Kafka & Flink duplicate messages on restart

Question

First of all, this is very similar to Kafka consuming the latest message again when I rerun the Flink consumer, but it's not the same. The answer to that question does NOT appear to solve my problem. If I missed something in that answer, then please rephrase the answer, as I clearly missed something.

The problem is the exact same, though -- Flink (the kafka connector) re-runs the last 3-9 messages it saw before it was shut down.

My Versions

Flink 1.1.2
Kafka 0.9.0.1
Scala 2.11.7
Java 1.8.0_91

My Code

import java.util.Properties
import org.apache.flink.streaming.api.windowing.time.Time
import org.apache.flink.streaming.api.scala._
import org.apache.flink.streaming.api.CheckpointingMode
import org.apache.flink.streaming.connectors.kafka._
import org.apache.flink.streaming.util.serialization._
import org.apache.flink.runtime.state.filesystem._

object Runner {
  def main(args: Array[String]): Unit = {
    val env = StreamExecutionEnvironment.getExecutionEnvironment
    env.enableCheckpointing(500)
    env.setStateBackend(new FsStateBackend("file:///tmp/checkpoints"))
    env.getCheckpointConfig.setCheckpointingMode(CheckpointingMode.EXACTLY_ONCE)

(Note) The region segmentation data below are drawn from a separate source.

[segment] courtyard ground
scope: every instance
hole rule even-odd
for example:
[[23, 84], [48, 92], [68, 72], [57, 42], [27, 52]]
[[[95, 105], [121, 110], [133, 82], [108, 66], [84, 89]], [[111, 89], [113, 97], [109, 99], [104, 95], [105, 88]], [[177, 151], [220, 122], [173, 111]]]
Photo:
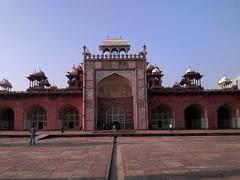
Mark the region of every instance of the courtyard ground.
[[240, 136], [113, 141], [59, 137], [30, 146], [24, 137], [0, 138], [0, 179], [240, 179]]

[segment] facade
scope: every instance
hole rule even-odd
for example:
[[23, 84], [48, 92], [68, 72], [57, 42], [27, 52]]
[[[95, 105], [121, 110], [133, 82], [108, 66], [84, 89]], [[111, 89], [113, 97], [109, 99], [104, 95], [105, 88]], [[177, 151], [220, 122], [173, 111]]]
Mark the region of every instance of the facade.
[[127, 41], [107, 38], [99, 50], [83, 48], [83, 62], [68, 71], [64, 89], [51, 86], [40, 69], [27, 77], [24, 92], [0, 81], [0, 130], [240, 128], [240, 91], [229, 78], [205, 90], [202, 75], [189, 68], [173, 87], [163, 87], [145, 45], [129, 54]]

    val properties = new Properties()
    properties.setProperty("bootstrap.servers", "localhost:9092");
    properties.setProperty("group.id", "testing");

    val kafkaConsumer = new FlinkKafkaConsumer09[String]("testing-in", new SimpleStringSchema(), properties)
    val kafkaProducer = new FlinkKafkaProducer09[String]("localhost:9092", "testing-out", new SimpleStringSchema())
    env.addSource(kafkaConsumer)
      .addSink(kafkaProducer)

    env.execute()
  }
}

My SBT Dependencies

libraryDependencies ++= Seq(
    "org.apache.flink" %% "flink-scala" % "1.1.2",
    "org.apache.flink" %% "flink-streaming-scala" % "1.1.2",
    "org.apache.flink" %% "flink-clients" % "1.1.2",
    "org.apache.flink" %% "flink-connector-kafka-0.9" % "1.1.2",
    "org.apache.flink" %% "flink-connector-filesystem" % "1.1.2"
)

My Process

(3 terminals)

TERM-1 start sbt, run program
TERM-2 create kafka topics testing-in and testing-out
TERM-2 run kafka-console-producer on testing-in topic
TERM-3 run kafka-console-consumer on testing-out topic
TERM-2 send data to kafka producer.
Wait for a couple seconds (buffers need to flush)
TERM-3 watch data appear in testing-out topic
Wait for at least 500 milliseconds for checkpointing to happen
TERM-1 stop sbt
TERM-1 run sbt
TERM-3 watch last few lines of data appear in testing-out topic

My Expectations

When there are no errors in the system, I expect to be able to turn flink on and off without reprocessing messages that successfully completed the stream in a prior run.

My Attempts to Fix

I've added the call to setStateBackend, thinking that perhaps the default memory backend just didn't remember correctly. That didn't seem to help.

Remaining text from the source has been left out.